全身から針を突き出し、体を、まん丸に膨らませた姿が個性的な「ハリセンボン(針千本)」。
「いが栗」にも似た、ユーモラス感もある「ハリセンボン」ですが、その針の数は、本当に1,000本もあるのでしょうか。
ハリセンボンの針の数
ハリセンボンの「針」は、「ウロコ」が成長して変化したものとされていて、針の長さが5cm程度になることもあるといわれます。
実際に、ハリセンボンの針の数をかぞえてみると、針の数は「370~380本程度」のものが多く、多くても「500本程度」だといわれます。
「針の数」ということからすると、「針千本」というのは、明らかに「過大表現」といえそうです。
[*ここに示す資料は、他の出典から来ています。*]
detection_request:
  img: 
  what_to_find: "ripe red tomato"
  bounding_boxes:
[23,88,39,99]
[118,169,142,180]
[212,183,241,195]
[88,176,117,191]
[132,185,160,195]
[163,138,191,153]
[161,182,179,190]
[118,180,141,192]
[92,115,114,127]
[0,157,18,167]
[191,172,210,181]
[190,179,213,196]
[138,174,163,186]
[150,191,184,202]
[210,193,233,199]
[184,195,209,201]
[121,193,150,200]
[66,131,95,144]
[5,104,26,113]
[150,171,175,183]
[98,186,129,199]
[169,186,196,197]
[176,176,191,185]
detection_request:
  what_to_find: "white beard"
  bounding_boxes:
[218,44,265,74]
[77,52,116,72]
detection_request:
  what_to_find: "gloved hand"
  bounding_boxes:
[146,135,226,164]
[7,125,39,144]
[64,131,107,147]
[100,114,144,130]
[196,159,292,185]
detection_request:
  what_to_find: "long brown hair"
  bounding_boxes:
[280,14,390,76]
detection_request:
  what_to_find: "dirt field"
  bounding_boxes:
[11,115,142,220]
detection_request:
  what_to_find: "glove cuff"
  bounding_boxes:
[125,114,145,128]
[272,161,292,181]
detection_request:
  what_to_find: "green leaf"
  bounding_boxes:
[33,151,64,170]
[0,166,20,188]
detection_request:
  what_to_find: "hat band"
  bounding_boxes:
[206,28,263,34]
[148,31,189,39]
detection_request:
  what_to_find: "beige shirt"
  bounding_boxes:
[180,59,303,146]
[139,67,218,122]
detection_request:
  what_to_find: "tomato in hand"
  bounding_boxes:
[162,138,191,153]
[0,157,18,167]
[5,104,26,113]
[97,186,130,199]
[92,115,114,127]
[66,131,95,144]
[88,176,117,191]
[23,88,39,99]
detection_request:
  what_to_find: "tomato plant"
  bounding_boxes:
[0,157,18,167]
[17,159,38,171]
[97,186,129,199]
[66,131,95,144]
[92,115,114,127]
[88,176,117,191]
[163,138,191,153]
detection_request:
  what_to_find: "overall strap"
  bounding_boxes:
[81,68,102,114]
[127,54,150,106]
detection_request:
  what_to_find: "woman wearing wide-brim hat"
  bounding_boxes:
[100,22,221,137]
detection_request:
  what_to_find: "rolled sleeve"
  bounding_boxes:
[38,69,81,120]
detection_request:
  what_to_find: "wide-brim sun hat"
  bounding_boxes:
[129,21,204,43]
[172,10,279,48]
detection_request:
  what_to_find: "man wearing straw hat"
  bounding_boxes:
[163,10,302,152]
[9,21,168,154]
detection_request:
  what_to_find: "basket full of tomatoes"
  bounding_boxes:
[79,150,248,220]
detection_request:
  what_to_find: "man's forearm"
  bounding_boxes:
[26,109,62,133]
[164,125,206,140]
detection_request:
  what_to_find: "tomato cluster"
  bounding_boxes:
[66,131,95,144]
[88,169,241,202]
見るからに触ると痛そうな針ですが、「生まれたばかりのハリセンボン」には「尖った針」はなく、成長とともに、針も大きく尖った形になっていくといわれます。
幼魚の頃の「ハリセンボン」は、「ハリゼロホン」というわけです。
危険になると体を膨らませる
ハリセンボンの体は、いつも膨らんでいるわけではなく、普段は、針を後ろに寝かせて泳いでいるといわれます。
しかし、敵に出会ったりして「危険を感じる」と、「水」や「空気」を大量に吸い込んで体を大きく膨らませ、針を突き出して「威嚇」するのだといいます。
針に「毒はない」とされていますが、刺さるとかなりの痛みがあるといわれます。
浜辺に打ち上げられたハリセンボンを見つけても、不用意に手を出さないのが無難です。
体を膨らませた状態を続けておくのは、ハリセンボンにとって結構「重労働」のようで、膨らんだ体も、危険が去っていくと、またすぐに元の姿に戻っていくといわれます。
ハリセンボンは、主に、熱帯や温帯の海域にいるとされますが、日本では、本州以南の海で見ることができるといわれています。